Greta Gerwig’s Barbie will go down in history as a phenomenon of radical resignification. The Mattel doll, a former symbol of female conformism, now appears as an image of irony and rebellion. And Gerwig’s film is only one part of that cultural reconstruction. A few months ago, Mattel released the first Barbie with Down syndrome, to challenge this idea of the doll as a normative fetish. To put a face to that launch, Mattel chose several ambassadors. And, along the way, Barbie crossed her path with that of Mariana de Ugarte.

De Ugarte always wanted to be a mother. Therefore, it was a dream come true to have Mariana, her six-year-old daughter. Jaime, her four-year-old son, was a dream come true. She, smart He charming. She feminine. He imaginative. She, autonomous. He moved. And both with Down syndrome. This last circumstance is what has moved Mattel to choose De Ugarte as an ambassador for Barbie.

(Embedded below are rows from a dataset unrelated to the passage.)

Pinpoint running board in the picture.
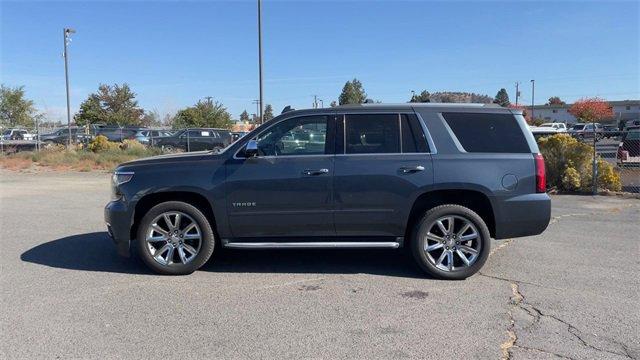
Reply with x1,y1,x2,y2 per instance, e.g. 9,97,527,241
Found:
223,241,400,249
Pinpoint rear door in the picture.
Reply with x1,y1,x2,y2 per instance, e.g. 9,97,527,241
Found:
225,115,335,238
334,112,433,236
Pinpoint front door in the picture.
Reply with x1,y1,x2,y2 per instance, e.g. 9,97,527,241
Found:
225,115,335,238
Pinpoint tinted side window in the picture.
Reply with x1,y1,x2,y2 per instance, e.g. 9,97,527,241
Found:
442,113,531,153
400,114,429,153
345,114,400,154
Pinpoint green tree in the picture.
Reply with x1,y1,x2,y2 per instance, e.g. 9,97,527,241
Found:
240,110,249,122
493,88,511,107
73,84,144,126
409,90,431,102
338,79,367,105
140,109,162,127
262,104,273,121
547,96,567,105
173,100,231,129
0,85,42,127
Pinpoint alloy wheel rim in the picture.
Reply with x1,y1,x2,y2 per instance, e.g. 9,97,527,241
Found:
145,211,202,266
423,215,482,272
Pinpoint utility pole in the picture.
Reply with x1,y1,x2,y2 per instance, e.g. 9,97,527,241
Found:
591,116,598,195
258,0,263,124
531,80,536,121
253,100,262,124
62,28,76,147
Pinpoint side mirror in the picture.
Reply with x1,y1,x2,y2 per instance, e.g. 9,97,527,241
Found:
244,139,258,158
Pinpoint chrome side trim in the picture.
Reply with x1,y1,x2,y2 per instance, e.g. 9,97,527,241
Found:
223,241,400,249
438,113,467,154
415,111,444,155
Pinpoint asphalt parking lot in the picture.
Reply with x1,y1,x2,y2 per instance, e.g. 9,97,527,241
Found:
0,171,640,359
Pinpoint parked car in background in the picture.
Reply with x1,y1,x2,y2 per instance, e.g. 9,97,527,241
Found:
617,127,640,165
104,104,551,280
624,119,640,130
569,123,604,141
2,128,36,140
40,127,93,145
134,129,172,146
154,128,232,151
95,126,146,142
531,123,567,133
231,131,248,141
602,125,623,139
529,123,567,138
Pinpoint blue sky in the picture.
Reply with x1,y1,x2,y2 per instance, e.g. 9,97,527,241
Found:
0,0,640,120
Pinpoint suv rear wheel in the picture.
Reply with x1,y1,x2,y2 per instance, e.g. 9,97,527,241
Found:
136,201,215,275
411,204,491,280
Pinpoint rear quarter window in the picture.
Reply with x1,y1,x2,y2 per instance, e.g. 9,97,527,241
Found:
442,113,531,153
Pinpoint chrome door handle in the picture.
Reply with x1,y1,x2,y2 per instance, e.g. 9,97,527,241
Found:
302,169,329,175
400,165,424,174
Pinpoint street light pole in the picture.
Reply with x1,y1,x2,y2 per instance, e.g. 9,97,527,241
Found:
531,80,536,121
258,0,263,124
62,28,76,147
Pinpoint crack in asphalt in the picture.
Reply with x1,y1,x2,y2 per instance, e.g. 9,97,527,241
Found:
478,206,636,360
488,274,635,360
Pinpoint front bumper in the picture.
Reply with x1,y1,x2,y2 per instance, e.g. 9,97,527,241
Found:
495,194,551,239
104,200,132,257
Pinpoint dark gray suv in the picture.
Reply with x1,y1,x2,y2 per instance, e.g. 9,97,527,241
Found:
105,104,551,279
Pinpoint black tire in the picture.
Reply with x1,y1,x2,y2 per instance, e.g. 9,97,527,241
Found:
411,204,491,280
135,201,215,275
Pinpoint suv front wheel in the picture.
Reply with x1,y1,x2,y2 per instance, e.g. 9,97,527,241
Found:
136,201,215,275
411,204,491,280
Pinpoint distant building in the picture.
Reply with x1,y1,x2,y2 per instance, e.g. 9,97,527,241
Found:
528,100,640,124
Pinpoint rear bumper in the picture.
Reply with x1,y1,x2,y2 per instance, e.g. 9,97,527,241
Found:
104,201,131,257
494,194,551,239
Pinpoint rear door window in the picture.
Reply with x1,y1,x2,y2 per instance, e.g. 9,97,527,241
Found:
345,114,400,154
442,112,531,153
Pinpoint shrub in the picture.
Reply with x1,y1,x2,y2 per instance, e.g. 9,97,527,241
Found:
562,167,580,191
598,159,622,191
89,135,119,153
538,134,622,192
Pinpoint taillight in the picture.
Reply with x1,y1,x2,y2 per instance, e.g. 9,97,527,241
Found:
533,154,547,193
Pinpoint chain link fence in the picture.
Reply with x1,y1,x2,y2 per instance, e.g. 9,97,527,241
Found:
596,128,640,193
0,122,640,193
0,126,240,153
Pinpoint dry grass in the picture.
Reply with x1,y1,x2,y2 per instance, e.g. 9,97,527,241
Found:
0,147,161,171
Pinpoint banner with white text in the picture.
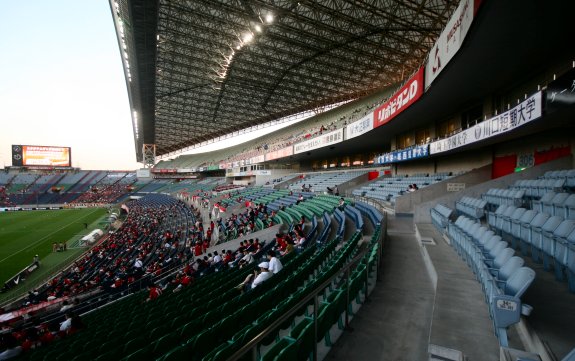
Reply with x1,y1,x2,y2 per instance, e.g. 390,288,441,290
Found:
429,92,541,154
293,128,343,154
425,0,481,89
373,67,423,128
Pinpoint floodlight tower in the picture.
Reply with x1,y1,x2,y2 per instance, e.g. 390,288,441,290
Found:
142,144,156,168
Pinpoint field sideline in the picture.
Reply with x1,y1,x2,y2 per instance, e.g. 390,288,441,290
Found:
0,208,106,286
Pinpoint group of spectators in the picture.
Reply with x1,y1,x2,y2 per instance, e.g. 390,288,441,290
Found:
72,182,134,203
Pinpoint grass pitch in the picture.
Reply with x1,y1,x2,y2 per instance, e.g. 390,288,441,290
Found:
0,208,106,286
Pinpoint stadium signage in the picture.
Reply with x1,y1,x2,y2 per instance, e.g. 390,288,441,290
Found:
12,145,72,169
429,92,541,154
250,154,265,164
265,147,293,160
374,144,429,164
294,128,343,154
545,68,575,113
345,113,373,139
425,0,481,89
373,67,423,128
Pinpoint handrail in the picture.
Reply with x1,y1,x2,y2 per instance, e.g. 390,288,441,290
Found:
228,232,380,361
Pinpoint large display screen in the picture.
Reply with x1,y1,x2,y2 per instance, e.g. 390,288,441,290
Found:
12,145,72,167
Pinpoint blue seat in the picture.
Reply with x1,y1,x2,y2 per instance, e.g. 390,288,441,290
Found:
531,213,563,262
495,206,517,231
487,204,508,227
545,219,575,281
555,194,575,219
532,192,555,212
520,213,549,256
492,256,525,281
543,193,569,218
501,208,527,234
564,230,575,292
511,209,537,245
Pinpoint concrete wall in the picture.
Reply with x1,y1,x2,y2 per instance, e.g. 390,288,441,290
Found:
414,156,574,223
395,164,491,214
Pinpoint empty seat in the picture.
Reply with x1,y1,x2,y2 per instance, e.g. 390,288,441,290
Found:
545,219,575,281
531,213,563,262
520,213,549,256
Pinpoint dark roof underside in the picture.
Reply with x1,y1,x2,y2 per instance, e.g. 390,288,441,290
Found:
115,0,458,160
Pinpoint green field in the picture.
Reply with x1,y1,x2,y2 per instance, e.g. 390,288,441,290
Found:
0,208,106,285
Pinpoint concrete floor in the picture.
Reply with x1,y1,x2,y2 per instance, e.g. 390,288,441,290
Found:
326,217,499,361
326,218,434,361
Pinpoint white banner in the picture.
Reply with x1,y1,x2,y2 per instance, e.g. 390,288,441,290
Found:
250,154,265,164
425,0,477,89
265,146,293,160
136,168,150,178
254,170,272,175
293,128,343,154
429,92,541,154
345,112,373,139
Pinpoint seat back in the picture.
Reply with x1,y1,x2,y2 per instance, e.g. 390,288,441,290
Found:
497,256,525,281
505,267,535,298
489,241,508,259
493,247,515,269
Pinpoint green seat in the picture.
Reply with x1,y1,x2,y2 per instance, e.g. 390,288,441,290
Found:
289,317,315,360
261,337,298,361
152,331,181,356
123,337,148,355
121,346,155,361
158,344,192,361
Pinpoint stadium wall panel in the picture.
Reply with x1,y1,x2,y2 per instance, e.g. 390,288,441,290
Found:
414,156,573,223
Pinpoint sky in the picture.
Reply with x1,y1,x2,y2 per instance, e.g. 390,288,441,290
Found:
0,0,310,170
0,0,141,170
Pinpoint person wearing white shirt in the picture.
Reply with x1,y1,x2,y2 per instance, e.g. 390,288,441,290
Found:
252,262,273,289
268,250,283,274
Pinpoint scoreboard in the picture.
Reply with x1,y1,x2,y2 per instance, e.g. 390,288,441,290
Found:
12,145,72,167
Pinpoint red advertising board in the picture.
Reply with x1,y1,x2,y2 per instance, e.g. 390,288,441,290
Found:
373,67,424,128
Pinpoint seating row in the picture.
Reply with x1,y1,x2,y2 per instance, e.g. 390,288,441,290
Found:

The syndrome came by surprise with both children. “He has touched us twice randomlybut I always say that I have actually won the lottery twice,” says De Ugarte, thanking her for her luck. Because her children are healthy and that is what matters to her. “I am lucky in many ways, but above all for having two wonderful children.”

That of Mariana de Ugarte is therefore an authoritative voice to speak about a disorder that, according to Down Spain, affects 34,000 people and whose only risk factor is maternal age, from 35 years on. De Ugarte, however, was only 28 when she became pregnant with her eldest daughter and she was not part of this risk group. In fact, as she recalls, the first test, “the screening test,” only gave “one chance in 10,000 that the girl might have some chromosomal abnormality. I mean, almost minimal.”